“Behold, a virgin shall conceive and bear a son,
and his name shall be called Emmanuel” (which means, God with us).
One of Islam’s admirable features is the adhan, or call to prayer. Five times a day, a signal goes out from a high place in a mosque alerting all Muslims within earshot that it’s time to pause from their activities and offer one of the short daily prayers that are part of Islamic ritual duty. The regular, corporate nature of this practice fosters strong religion. It draws believers together in a habitual common act; it reminds them to place worship—as an act of justice owed to God—before the demands of life in the world.
Wouldn’t it be great if Christianity offered something similar?
Well, it does. I’m not talking about the Liturgy of the Hours, which, although accessible to the laity has through history largely been a practice of religious. I’m talking about a simple prayer, meant to be said daily, that commemorates the central Christian mystery.
At noon each day in the Catholic Answers office, the voice of our chaplain, Fr. Vincent Serpa, crackles across the intercom system (we recently had it upgraded, but it still has the audio qualities of a McDonald’s drive-thru window). All of us—at our desks, in the kitchen, conversing in the hallway—pause, stand, and recite after him:
The angel of the Lord declared unto Mary
And she conceived by the Holy Spirit.
Behold the handmaid of the Lord
Be it done unto me according to thy word.
And the Word was made flesh
And dwelt among us. (Here we genuflect.)
Pray for us, O holy Mother of God
That we may be made worthy of the promises of Christ.
A Hail Mary is offered between each response, and the prayer ends with an invocation of the mystery of the Incarnation, and a petition to God that we might benefit eternally from the merits of the Cross.
This is the Angelus, and it is traditionally offered at 6 a.m., noon, and 6 p.m. every day. It is one of the simplest yet most profound prayers in the Church: daily recalling to our minds that universe-shaking moment when the omnipotent, eternal God, through the consent of a teenage girl, willed himself to become a human embryo. It is so immense and absolute an idea that the very words almost resist being typed.

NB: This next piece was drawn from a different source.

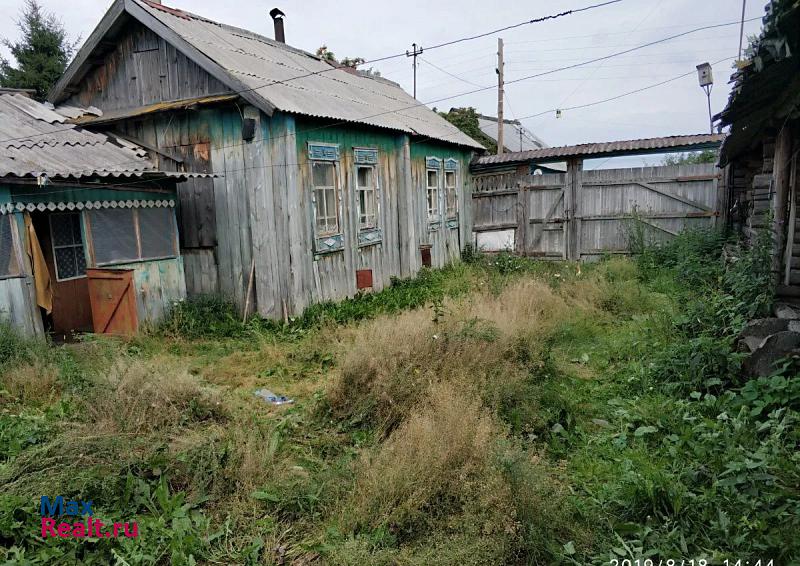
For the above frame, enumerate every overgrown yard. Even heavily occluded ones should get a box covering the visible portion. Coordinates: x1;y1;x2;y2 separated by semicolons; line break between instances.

By praying the Angelus, boldly repeating the same words that set our salvation in motion even as we had just been eating or playing golf or watching TV, we reflect and re-present the Incarnation’s radical parameters. A little over 2,000 years ago in ancient Judea, the world was just going about its business when suddenly the King of the world burst into it and nothing was ever the same. Yet the world continued on its course, watching and waiting for the revelation of the gospel (in Christ’s ministry, now past) and the glory of the kingdom (in his Second Coming, still future). In the Angelus we interrupt our business to recognize the import of that moment, then we, too, go back to the mundane labors and pleasures that make up regular life, watching and waiting for Christ to complete his work in us.
On this Solemnity of the Annunciation (which commemorates the Incarnation; like all things Marian its focus is ultimately Jesus), as many of us surface from our Lenten penances for one last breath before plunging into the disciplines of Holy Week, I would encourage all Catholics to make regular recitation of the Angelus a feature of your personal—and familial—prayer life. Let there never be an hour anywhere on earth when we do not recall that ineffable moment. God is with us.